Getting the whole story will help you understand the situation better and how to approach it. Odds are your child is about to unravel a story or reveal an imaginary friend. Never try to pressure your child for details, however; he might clam up instead of telling you what he feels comfortable in sharing.

DO sit down and listen attentively. 
Giving your child your complete attention says you think this is important and are willing to take the time to listen. 

DO calm your child's fears and anxieties. 
Chances are your child thinks all ghosts are "bad" or that he/she is afraid the ghost will hurt them. Before you can help your child out with this matter, it's important to spend a few minutes trying to calm him down. Offer him some water or sit in a favorite chair. Cuddle up, get comfortable and ask him if he feels okay talking about it.

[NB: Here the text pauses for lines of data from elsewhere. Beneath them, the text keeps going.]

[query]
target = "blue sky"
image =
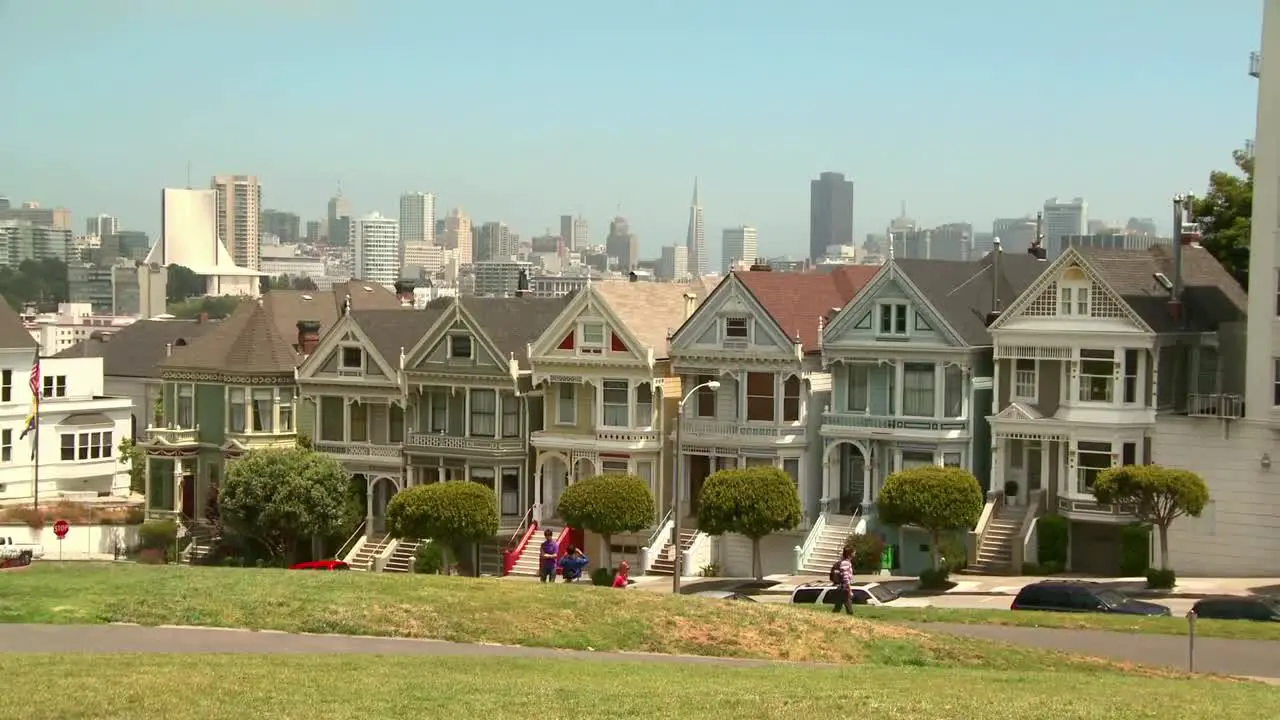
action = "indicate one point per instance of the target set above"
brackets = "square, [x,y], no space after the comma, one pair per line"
[521,112]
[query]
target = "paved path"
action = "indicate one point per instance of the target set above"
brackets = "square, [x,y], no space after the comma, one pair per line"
[1260,659]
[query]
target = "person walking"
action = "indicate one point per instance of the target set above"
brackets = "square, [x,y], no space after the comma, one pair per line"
[844,572]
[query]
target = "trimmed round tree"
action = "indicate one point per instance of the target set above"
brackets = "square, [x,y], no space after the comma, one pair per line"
[1157,495]
[938,500]
[453,515]
[750,501]
[608,505]
[278,497]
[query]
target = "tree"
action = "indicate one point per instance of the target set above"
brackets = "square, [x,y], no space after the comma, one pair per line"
[278,497]
[1225,217]
[608,505]
[455,515]
[1157,495]
[136,460]
[937,500]
[750,501]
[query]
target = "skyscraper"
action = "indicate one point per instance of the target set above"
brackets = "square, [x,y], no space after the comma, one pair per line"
[417,218]
[737,245]
[831,213]
[240,204]
[696,241]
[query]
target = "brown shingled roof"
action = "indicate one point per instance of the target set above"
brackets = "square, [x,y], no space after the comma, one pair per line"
[796,300]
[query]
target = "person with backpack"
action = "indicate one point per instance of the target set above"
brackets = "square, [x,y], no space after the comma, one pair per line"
[842,577]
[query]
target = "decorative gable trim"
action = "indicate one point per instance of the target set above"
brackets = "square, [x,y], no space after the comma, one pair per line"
[1040,300]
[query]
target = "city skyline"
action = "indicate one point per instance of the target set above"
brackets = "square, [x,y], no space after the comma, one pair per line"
[754,167]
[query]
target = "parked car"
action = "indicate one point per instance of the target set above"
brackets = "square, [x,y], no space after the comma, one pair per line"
[1066,596]
[1239,607]
[824,593]
[321,565]
[723,595]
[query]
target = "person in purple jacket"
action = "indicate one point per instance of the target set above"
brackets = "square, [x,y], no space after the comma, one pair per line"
[547,557]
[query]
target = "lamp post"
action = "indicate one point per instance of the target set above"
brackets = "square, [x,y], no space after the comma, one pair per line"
[676,487]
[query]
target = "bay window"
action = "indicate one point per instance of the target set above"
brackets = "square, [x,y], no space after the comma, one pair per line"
[918,390]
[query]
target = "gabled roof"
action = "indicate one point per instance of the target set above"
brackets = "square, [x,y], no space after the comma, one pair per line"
[13,333]
[247,343]
[961,291]
[652,311]
[796,300]
[137,349]
[1211,295]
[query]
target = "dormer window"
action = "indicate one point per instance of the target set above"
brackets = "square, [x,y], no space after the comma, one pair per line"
[460,347]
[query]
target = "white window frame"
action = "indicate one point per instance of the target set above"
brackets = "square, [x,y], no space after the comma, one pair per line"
[561,388]
[1025,378]
[899,317]
[342,358]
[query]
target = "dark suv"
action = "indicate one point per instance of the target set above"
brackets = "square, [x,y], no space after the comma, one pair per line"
[1057,596]
[1238,609]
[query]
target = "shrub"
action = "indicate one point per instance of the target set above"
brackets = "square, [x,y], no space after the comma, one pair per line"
[158,534]
[938,500]
[750,501]
[867,548]
[1134,550]
[1160,579]
[1051,533]
[608,505]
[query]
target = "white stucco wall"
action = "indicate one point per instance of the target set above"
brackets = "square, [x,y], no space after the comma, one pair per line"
[1239,532]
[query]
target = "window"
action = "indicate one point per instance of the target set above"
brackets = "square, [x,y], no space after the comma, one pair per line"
[351,359]
[566,404]
[644,405]
[759,397]
[1097,368]
[54,386]
[86,446]
[460,346]
[616,406]
[1130,376]
[859,387]
[236,410]
[791,400]
[286,409]
[484,413]
[1025,379]
[892,318]
[705,402]
[510,415]
[918,390]
[186,411]
[1091,459]
[952,391]
[264,409]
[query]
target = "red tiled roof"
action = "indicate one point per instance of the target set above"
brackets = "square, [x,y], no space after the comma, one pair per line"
[796,300]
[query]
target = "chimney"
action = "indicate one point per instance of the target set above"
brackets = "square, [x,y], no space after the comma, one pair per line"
[309,336]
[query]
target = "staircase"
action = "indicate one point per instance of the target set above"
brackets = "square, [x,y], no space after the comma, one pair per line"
[996,552]
[830,543]
[666,561]
[373,547]
[402,556]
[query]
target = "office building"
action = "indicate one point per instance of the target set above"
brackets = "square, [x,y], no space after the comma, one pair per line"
[831,213]
[240,201]
[417,218]
[376,249]
[737,246]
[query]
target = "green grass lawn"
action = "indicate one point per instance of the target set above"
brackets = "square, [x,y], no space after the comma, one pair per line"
[283,687]
[1176,625]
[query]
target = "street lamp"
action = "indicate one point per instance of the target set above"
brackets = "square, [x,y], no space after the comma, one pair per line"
[676,486]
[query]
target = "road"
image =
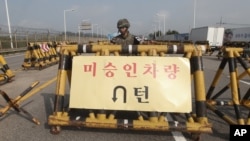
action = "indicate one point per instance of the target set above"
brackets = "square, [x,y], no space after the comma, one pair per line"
[16,126]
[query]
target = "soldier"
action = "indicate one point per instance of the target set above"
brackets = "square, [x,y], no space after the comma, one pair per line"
[125,38]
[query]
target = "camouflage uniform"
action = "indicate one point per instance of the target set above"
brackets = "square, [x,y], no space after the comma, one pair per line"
[129,39]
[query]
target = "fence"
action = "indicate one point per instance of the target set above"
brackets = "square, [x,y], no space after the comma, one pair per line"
[21,36]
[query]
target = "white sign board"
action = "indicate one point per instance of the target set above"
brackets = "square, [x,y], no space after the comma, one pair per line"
[133,83]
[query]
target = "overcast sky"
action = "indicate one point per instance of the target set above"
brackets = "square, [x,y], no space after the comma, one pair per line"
[142,14]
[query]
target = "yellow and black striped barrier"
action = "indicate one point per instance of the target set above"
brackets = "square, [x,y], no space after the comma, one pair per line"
[40,55]
[153,120]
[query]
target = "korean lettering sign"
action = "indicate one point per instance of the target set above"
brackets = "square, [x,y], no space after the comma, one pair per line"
[131,83]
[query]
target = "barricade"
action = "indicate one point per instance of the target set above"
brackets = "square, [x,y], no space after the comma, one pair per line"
[40,55]
[109,118]
[14,103]
[231,56]
[7,74]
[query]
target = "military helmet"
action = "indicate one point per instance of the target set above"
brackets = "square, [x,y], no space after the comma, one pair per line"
[123,23]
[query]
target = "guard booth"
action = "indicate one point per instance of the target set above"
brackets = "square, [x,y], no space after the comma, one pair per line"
[133,87]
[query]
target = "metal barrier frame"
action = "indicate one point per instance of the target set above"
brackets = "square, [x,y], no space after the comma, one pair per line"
[193,124]
[7,74]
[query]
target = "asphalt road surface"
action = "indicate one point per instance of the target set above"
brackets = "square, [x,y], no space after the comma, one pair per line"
[16,126]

DON'T tell the child ghosts are make-believe or that they don't exist. 
This only tells the child he can't believe what he sees and will confuse him. It will also be confusing if he hears ghost stories or if he starts to witness strange things happening (voices in a closet, furniture moving, etc.)

DON'T get nervous, frustrated, upset or hysterical over your child's confiding in you. 
Children are very sensitive to what their parents are feeling and can pick up on anxiety, fear and doubt. Try to remain calm and only listen to what your child has to say.

DON'T encourage improper activity like séances or Ouija board sessions. 
These things can only make a situation worst and they foster improper habits. Some activities require an experienced host and your child may see these things as a "cure-all" to the situation then lose hope when they don't work.

DO tell the child that you will help him/her deal with the situation. 
Parents are a child's first defense. Thank your child for sharing this with you and assure them that you will help them out. Let them know they aren't alone and that you will do what you can to make the problem go away.

DO ask the child how the situation makes them feel. 
It's important to understand how the child feels about their new "friend." Even if a child is not afraid and feels even happy to have a "friend" to "play" with, keep a close eye on the situation and stay apprised on how your child feels about it. Talk to them the minute they start to feel stressed, anxious or afraid.

DON'T put down or discourage your child for telling you this. 
Kids take a big leap of faith when it comes to confiding in their parents. Be sure to remain objective about the situation and never express doubt of your child's perceptions or tell them they have an overactive imagination. If they feel you don't believe them, they'll start to clam up and you could miss out on learning of something worse happening later on.

DON'T rely on everything people tell you about ghosts and hauntings or things you read on the Internet. 
Family members suggesting you get rid of a TV in your child's room because ghosts are coming out of it or friends encouraging you to move away are only trying to help in whatever way they know how. Trust your instincts and do only what you feel comfortable with. An expert group or investigator can offer more experienced advice on what to do.

If you’re still not sure of how to handle this situation, contact a legitimate paranormal research organization or a local minister for advice.